Mitigation: Download native installers from blob storage instead of public feeds. This would mitigate the technical problem, but wouldn't be showcasing how customers should be installing the runtime dependencies.
FROM debian:stretch RUN apt-get update \ && apt-get install -y --no-install-recommends \ ca-certificates \ curl \ && rm -rf /var/lib/apt/lists/* # .NET Core dependencies ENV DOTNET_RUNTIME_DEPS_VERSION 2.1.0-preview1-26112-04 RUN curl -SL --output runtime-deps.deb https://dotnetcli.blob.core.windows.net/dotnet/Runtime/$DOTNET_RUNTIME_DEPS_VERSION/dotnet-runtime-deps-$DOTNET_RUNTIME_DEPS_VERSION-debian.9-x64.deb \ && runtime_deps_sha512='08ED052D8CFABE9B3E755139A19BC1B1C02C4B1C3B4AAF573DB7BE73D7FEC2E7FF4EEFD09684F8BADFA2407DA536868E93AFB2C02088629BE9B21C865632FEAC' \ && echo "$runtime_deps_sha512 runtime-deps.deb" | sha512sum -c - \ && dpkg -i --force-depends runtime-deps.deb \ && rm runtime-deps.deb \ && apt-get update \ && apt-get install -y --no-install-recommends -f \ && rm -rf /var/lib/apt/lists/* -
Get the runtime to declare its dependencies. Once this is in place, automation (via Maestro) could be implemented to update the current runtime-deps Dockerfile whenever a new dependency is introduced.
- Core-Setup (e.g native installers) would also benefit from having this metadata. They are currently facing the same issue described here.
-
The Runtime-Deps Dockerfiles still wouldn't be showcasing the recommended pattern for installing the dependencies.
-
The dependency metadata doesn't exist today.
Mitigation: Get product team to define metadata.

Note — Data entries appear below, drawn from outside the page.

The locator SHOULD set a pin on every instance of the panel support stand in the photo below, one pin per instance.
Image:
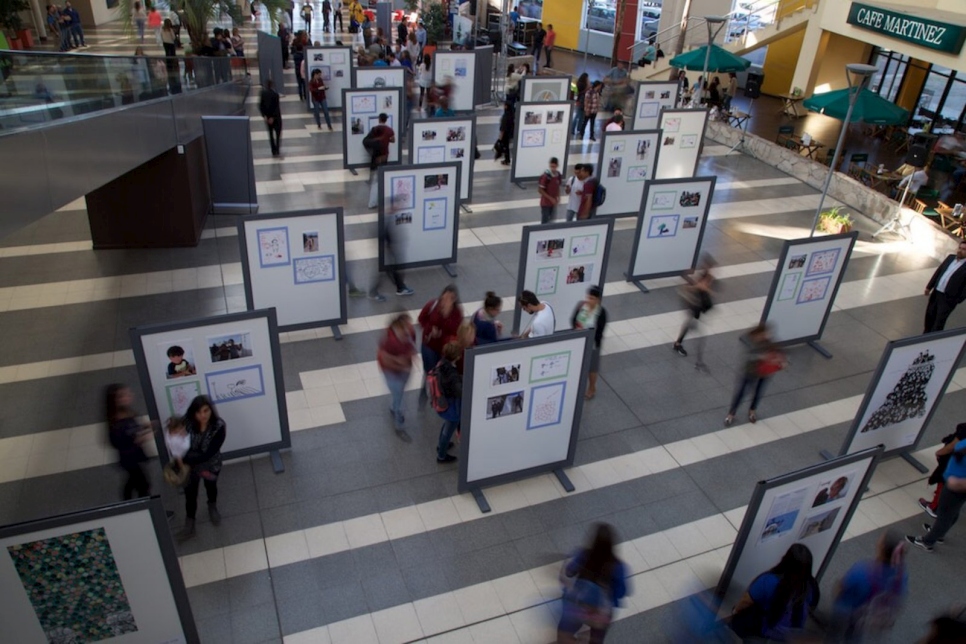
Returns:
(277, 464)
(480, 500)
(822, 350)
(909, 458)
(564, 480)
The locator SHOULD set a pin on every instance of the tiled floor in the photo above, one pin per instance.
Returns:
(364, 538)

Leave the runtime-deps as is and add better test coverage to help catch when there is a dependency mismatch. For example a test could be written that utilizes the Core-Setup metadata that is used to produce the native installers. This metadata can be retrieved to verify the same components are installed within the Runtime-Deps Docker image.
- Actionable today.
- The Runtime-Deps Dockerfiles still wouldn't be showcasing the recommended pattern for installing the dependencies.
- An exhaustive set of tests that ensures all scenarios are covered isn't feasible.